The board had been considering a policy that would have allowed charter schools to enroll up to 30 percent of their student body as "virtual students" and would have laid the groundwork for implementing the concept.
But members balked over a range of concerns, and on Thursday the board sent the idea back to its charter school committee. Even if a revised policy were to be passed soon, individual schools will not have time to gain board permission for virtual schooling for the 2006-07 year, said Jim Shon, executive director of the Charter School Administration Office.
"It's looking temporally challenged now," he said.
"Virtual learning," in which students receive some or all of their instruction via computer networks or the Internet and submit their schoolwork the same way, is seen as a possible partial solution to the operational problems encountered by Hawaii's 27 charter schools, many of which are bedeviled by tight funding and insufficient or substandard facilities.

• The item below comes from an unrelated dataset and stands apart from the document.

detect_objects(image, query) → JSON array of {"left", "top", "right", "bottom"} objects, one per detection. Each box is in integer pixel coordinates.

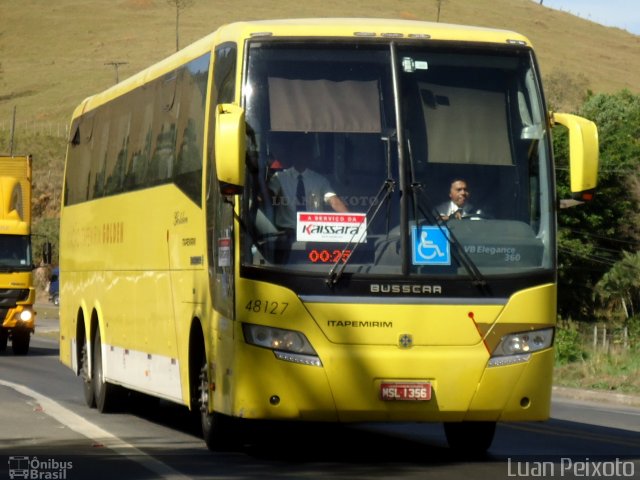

Charter schools, a number of which have large waiting lists of students seeking admission, gain additional funding with each pupil enrolled but would not have to provide virtual students with a bricks-and-mortar classroom.
Several charter schools sought board permission to start virtual schooling last year but were turned down, partly due to the lack of an official board policy.
The concept is quickly catching on nationwide. Among its key advantages is that students can work at a more individualized pace, Shon said.
But board members deferred action on the proposed policy after raising concerns over the social impact on children, educational efficacy, whether such learning is right for very young students, and its untested nature.
Only one Hawaii school currently has explicit permission to offer virtual schooling, the 880-student Myron B. Thompson Academy based in Kakaako, which was chartered on the concept.
This amounts to a "monopoly," said Susan Osborne, principal of the Big Island's Kua O Ka La charter school.
The Pahoa school was among those seeking approval last year, arguing that some of its 55 students commute long distances to attend, and others come from poor backgrounds and need the flexibility of virtual learning to hold down jobs.
Osborne notes that the U.S. Department of Education advocates greater use of online education and the technological expertise it fosters.
"I wish there was a little more awareness from our state board on what's going on nationally. Do we want to compete in a globalized world or have everything be outsourced?" she asked.